Stream The translation means “ The stream , flow ” It means , And we just started learning java The most contact is IO flow , It's more like “ The farmer mountain spring ”,“ We only do nature's porters ”, Just transfer a file from one place to another , Do not add, delete or modify the contents of the document , and Stream will , That is, treat the data to be processed as a stream , To carry out transmission in a pipe , And the data is processed at each node in the pipeline , Such as filtration 、 Sort 、 Conversion, etc ;
Usually the data we need to process is in the form of Collection、Array Etc ;
Stream It is Java8 A new feature in , That about Java8 You can refer to this article for other new features in 《Java8 New features in action 》;
Since it is Java8 New features , And we know Java8 One of the big changes is the addition of functional programming , and Stream On the protagonist , So what is functional programming , You can refer to an article on Zhihu 《 What is functional programming ？》;
Since it is functional programming , So it's usually cooperation Lambda Expressions use ;

Stream How to use it? ？

All operation categories

First Stream All operations of can be divided into two categories , First, intermediate operation , The second is to terminate the operation

** Intermediate operation ：** The middle operation is just a kind of mark , Only the end operation will trigger the actual calculation

No state ： The processing of an element is not affected by the preceding element ;
** A stateful ：** Stateful intermediate operations must wait until all elements are processed before the final result is known , For example, sorting is a stateful operation , You can't determine the sort result until you read all the elements .

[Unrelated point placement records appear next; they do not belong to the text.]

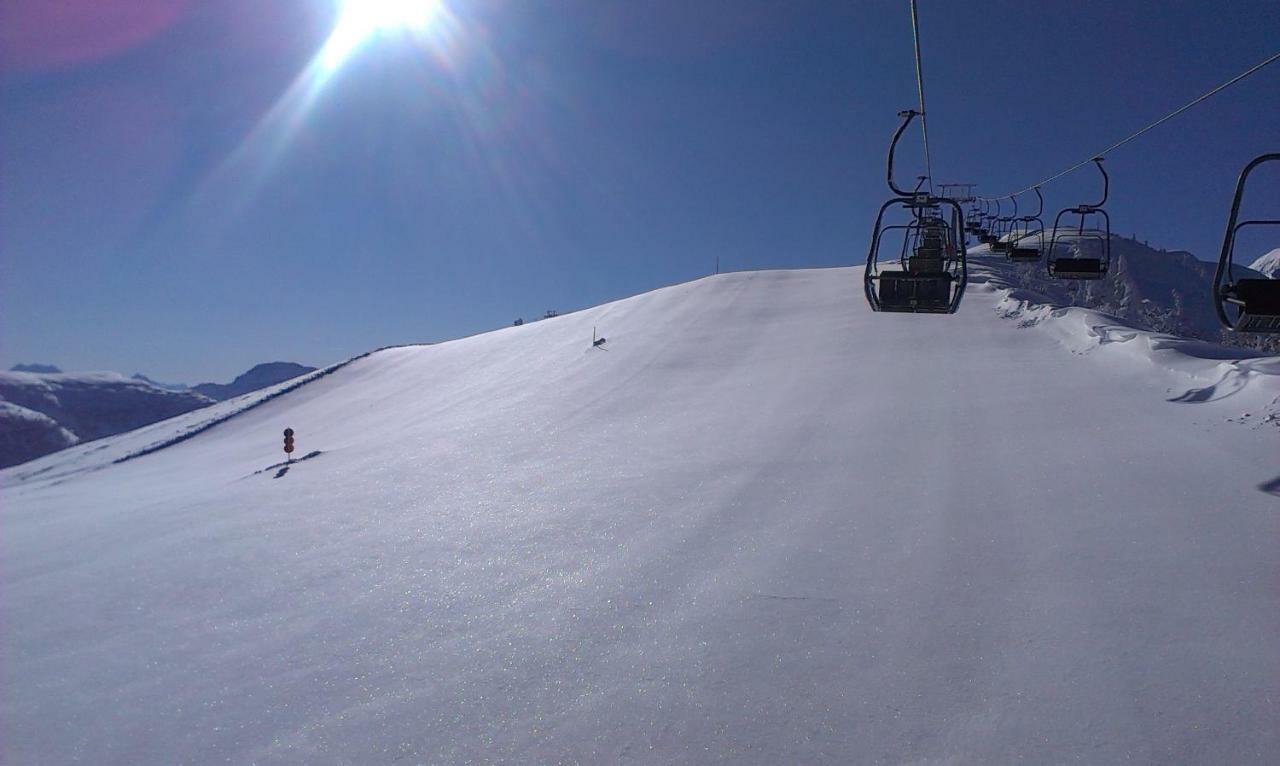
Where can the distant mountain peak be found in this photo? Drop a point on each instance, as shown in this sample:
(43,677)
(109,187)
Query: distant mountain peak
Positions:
(159,384)
(1269,264)
(257,377)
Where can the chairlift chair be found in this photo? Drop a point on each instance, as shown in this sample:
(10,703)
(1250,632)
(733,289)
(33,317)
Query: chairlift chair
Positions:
(1033,229)
(1004,228)
(1247,305)
(1095,238)
(932,270)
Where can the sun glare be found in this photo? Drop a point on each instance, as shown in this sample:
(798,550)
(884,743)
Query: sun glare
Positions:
(362,19)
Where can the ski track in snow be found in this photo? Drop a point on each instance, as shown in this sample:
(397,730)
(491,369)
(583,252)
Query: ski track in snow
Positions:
(764,527)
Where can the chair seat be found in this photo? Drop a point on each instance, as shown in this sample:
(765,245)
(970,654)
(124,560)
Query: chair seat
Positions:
(919,292)
(1078,268)
(1260,305)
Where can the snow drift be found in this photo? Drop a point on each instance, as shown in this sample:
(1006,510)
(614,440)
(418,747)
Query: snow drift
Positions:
(759,524)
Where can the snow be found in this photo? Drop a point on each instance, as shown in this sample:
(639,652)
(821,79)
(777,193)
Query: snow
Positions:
(85,406)
(1267,264)
(759,525)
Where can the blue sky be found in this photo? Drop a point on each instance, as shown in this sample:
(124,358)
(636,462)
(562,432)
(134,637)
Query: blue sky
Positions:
(169,205)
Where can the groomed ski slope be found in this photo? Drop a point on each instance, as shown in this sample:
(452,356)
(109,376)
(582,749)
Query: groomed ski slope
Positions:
(762,525)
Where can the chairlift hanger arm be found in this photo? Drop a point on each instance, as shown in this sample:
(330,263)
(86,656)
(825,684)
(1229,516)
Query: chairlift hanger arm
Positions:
(1225,258)
(908,115)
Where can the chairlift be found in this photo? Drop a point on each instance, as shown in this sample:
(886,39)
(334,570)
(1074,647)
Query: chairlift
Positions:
(1033,229)
(932,273)
(1086,252)
(988,236)
(1247,305)
(973,224)
(1004,227)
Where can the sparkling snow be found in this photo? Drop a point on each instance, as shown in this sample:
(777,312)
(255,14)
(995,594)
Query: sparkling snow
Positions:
(759,525)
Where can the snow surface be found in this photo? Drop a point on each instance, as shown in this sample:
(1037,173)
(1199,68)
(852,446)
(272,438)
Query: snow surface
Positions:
(1267,264)
(759,525)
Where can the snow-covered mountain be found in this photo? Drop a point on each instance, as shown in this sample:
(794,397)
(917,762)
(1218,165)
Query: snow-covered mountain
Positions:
(1267,264)
(35,368)
(53,410)
(759,525)
(1166,291)
(259,377)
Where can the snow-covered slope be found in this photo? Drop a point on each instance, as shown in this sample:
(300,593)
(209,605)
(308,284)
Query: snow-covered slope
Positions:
(85,405)
(762,524)
(1267,264)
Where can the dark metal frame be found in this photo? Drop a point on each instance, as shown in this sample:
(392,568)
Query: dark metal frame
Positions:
(1018,252)
(927,222)
(1264,295)
(1083,268)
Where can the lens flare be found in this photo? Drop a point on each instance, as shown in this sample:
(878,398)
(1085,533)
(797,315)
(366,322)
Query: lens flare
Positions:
(364,19)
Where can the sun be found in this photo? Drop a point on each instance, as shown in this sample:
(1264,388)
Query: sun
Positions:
(361,19)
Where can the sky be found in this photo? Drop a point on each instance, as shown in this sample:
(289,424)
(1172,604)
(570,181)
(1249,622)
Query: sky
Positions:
(190,187)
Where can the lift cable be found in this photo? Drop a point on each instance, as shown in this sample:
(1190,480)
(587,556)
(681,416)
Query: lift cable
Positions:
(1127,140)
(919,85)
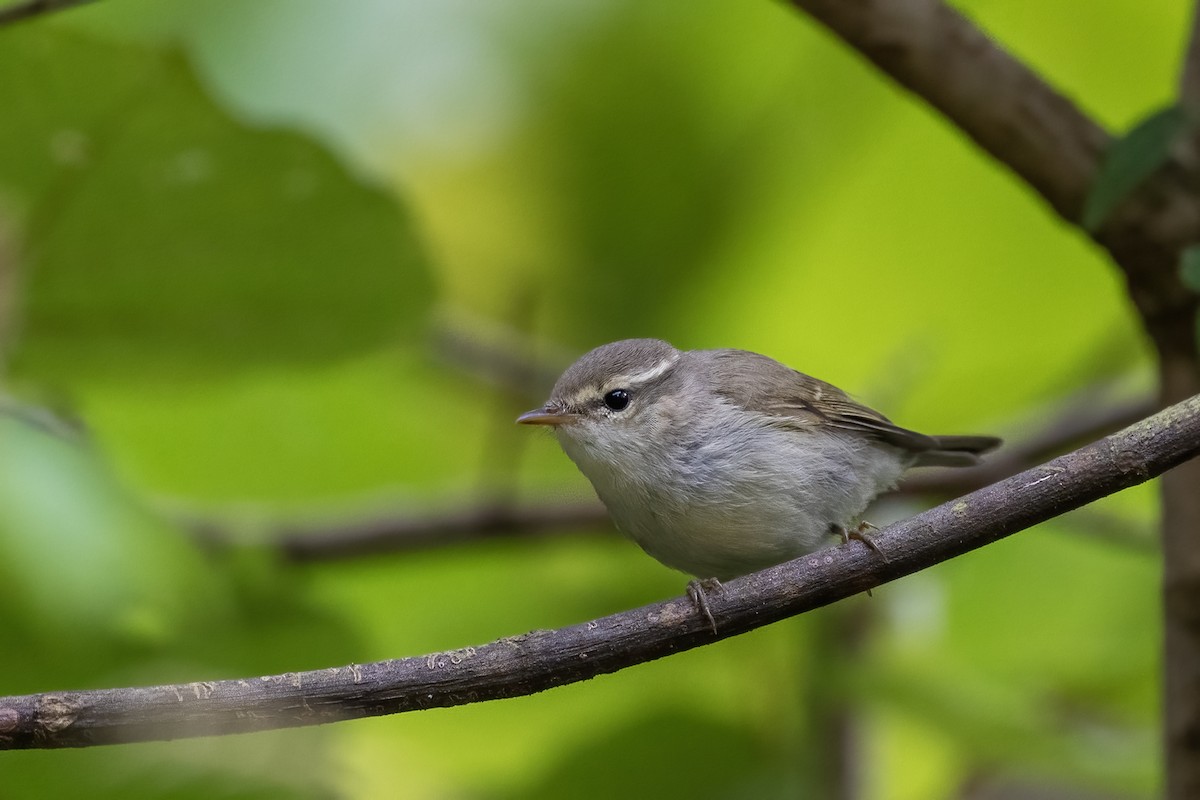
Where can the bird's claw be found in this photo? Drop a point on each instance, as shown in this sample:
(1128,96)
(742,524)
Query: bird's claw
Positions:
(697,591)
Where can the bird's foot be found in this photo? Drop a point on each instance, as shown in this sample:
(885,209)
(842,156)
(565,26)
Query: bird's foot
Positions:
(697,591)
(859,534)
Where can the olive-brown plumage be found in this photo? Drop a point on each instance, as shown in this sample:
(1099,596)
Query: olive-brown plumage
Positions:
(723,462)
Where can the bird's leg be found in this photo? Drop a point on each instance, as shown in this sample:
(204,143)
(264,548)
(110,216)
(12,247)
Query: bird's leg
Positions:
(859,533)
(697,590)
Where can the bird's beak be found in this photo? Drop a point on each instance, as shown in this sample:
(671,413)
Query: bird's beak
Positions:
(551,415)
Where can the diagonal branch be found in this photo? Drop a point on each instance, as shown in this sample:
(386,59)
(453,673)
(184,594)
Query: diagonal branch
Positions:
(541,660)
(399,531)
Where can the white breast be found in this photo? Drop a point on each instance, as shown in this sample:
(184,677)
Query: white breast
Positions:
(737,495)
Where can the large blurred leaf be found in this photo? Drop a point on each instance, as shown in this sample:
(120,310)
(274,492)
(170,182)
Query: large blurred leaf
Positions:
(160,229)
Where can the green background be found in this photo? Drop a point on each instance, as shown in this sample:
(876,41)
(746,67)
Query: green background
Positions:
(235,238)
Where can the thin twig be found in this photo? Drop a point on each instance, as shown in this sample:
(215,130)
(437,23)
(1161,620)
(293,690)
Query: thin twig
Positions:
(30,8)
(541,660)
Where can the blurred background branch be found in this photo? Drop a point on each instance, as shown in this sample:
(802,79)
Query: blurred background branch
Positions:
(28,10)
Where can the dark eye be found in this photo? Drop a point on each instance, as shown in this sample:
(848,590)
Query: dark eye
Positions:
(617,400)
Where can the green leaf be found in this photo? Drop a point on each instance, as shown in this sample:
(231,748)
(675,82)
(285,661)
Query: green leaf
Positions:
(1132,160)
(161,230)
(1189,268)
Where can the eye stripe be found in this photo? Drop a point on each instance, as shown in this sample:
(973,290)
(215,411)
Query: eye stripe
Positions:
(646,376)
(588,394)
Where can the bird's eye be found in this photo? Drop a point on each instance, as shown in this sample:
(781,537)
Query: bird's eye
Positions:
(617,400)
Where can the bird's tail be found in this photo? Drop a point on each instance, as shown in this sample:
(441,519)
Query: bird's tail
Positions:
(957,451)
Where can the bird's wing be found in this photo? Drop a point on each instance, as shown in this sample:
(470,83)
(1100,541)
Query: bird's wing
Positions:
(799,402)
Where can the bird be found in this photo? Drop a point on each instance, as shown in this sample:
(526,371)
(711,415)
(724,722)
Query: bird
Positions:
(724,462)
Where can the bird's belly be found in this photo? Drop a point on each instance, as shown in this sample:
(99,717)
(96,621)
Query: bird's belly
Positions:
(733,512)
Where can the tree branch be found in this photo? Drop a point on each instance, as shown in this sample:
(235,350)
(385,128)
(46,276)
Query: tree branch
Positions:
(30,8)
(390,533)
(1008,110)
(541,660)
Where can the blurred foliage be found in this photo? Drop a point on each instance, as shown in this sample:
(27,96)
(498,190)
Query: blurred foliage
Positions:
(232,226)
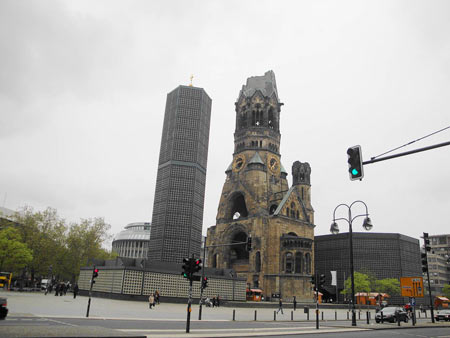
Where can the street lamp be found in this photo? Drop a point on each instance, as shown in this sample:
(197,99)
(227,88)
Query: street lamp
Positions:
(335,230)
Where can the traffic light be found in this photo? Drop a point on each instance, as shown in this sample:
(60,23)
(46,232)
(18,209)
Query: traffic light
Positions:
(205,282)
(355,166)
(248,246)
(426,241)
(186,268)
(196,267)
(94,275)
(321,280)
(424,262)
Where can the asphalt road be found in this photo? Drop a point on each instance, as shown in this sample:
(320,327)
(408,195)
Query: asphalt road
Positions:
(37,315)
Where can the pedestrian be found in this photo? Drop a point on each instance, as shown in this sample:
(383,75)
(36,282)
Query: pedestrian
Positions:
(75,290)
(280,306)
(151,300)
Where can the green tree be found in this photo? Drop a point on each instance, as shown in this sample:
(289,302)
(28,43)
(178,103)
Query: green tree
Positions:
(14,255)
(446,290)
(391,286)
(362,284)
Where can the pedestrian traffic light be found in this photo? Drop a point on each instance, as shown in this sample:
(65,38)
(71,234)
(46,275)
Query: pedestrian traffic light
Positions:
(196,266)
(424,262)
(426,241)
(94,275)
(204,282)
(248,246)
(186,268)
(321,280)
(355,165)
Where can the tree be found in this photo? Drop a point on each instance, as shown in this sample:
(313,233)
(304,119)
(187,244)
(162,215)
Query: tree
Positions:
(446,290)
(362,284)
(14,255)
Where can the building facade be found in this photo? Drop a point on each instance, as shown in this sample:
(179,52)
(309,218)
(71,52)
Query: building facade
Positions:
(257,201)
(180,185)
(133,241)
(439,263)
(384,255)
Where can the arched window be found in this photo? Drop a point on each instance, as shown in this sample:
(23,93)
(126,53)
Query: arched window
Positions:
(288,262)
(258,262)
(307,268)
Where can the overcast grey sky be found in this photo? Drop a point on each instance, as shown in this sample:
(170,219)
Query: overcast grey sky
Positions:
(83,86)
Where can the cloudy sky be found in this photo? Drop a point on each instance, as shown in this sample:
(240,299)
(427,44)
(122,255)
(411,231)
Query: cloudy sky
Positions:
(83,86)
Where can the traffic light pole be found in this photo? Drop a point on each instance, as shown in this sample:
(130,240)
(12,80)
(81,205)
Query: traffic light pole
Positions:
(373,160)
(428,278)
(90,292)
(201,289)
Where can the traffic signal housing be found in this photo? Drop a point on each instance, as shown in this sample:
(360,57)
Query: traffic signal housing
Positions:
(355,165)
(248,246)
(186,268)
(321,280)
(424,262)
(204,282)
(94,275)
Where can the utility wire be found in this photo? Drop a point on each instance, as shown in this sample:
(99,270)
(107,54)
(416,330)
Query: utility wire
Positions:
(407,144)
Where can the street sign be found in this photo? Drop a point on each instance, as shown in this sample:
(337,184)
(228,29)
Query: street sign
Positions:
(411,286)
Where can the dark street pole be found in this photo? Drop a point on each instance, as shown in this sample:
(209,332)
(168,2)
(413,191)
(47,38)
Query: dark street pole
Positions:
(352,269)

** Termination operation ：** seeing the name of a thing one thinks of its function , The result of the calculation is the operation

** Short circuit operation ：** To return a result without processing all elements ;
** Non short circuit operation ：** All elements must be processed to get the final result .

Besides, here I see some places that will collect Defined as an intermediate operation , But I read most of them right Stream Introduction to , Find out Collect This collection operation is the final stop operation , After all, this is also in line with the scenes we usually use it , So please also identify some articles mentioned collect It is the wrong explanation of the intermediate operation .

Common operations

The following two figures are right stream A simple use case is made for the common operations of , The original flow chart is here Java8 New characteristics

As for the common operation , This blog will not go into too much detail , Because there are many articles of this kind on the Internet , I often read these three articles ：

Why can I get off work on time
- The author drinks water when he is unhappy , Although the title is a little inconsistent with the content of the article , But the content is still very liver , Mainly some application examples .
use Stream To optimize old code , Instantly clean and elegant ！
- The author is JavaGuide, It simply mentions some operations
Java8 stream Sorting and custom comparator , Very practical ！
- The author is taro source code , It's mainly because we usually use List、Set、Map Examples of sorting these collection types
java Two List Intersection , Combine
- This is an article I saw when I was using collections , It can be used as a supplement

Why use Stream？

Declarative processing of data

The first reason I think is Stream Streams can process data declaratively , That is to say, there are filter、sort This and the written operation , Just use it , If we usually use for loop , Still in for In the loop, you write how to filter these operations , Finally, I can get the result I want , Compare this imperative operation

It can be said that it makes our code cleaner 、 concise .

contrast for loop

For and for Comparison of cycle efficiency , I think it is similar to the following , But I haven't found any information on the Internet to prove that a certain point of view is correct , Many people hold the view that “ Sacrifice code efficiency for code simplicity ”,“Stream Its advantage is that it has parallel processing ”,“Stream Efficiency and for almost , For the sake of code conciseness, I prefer Stream” etc. .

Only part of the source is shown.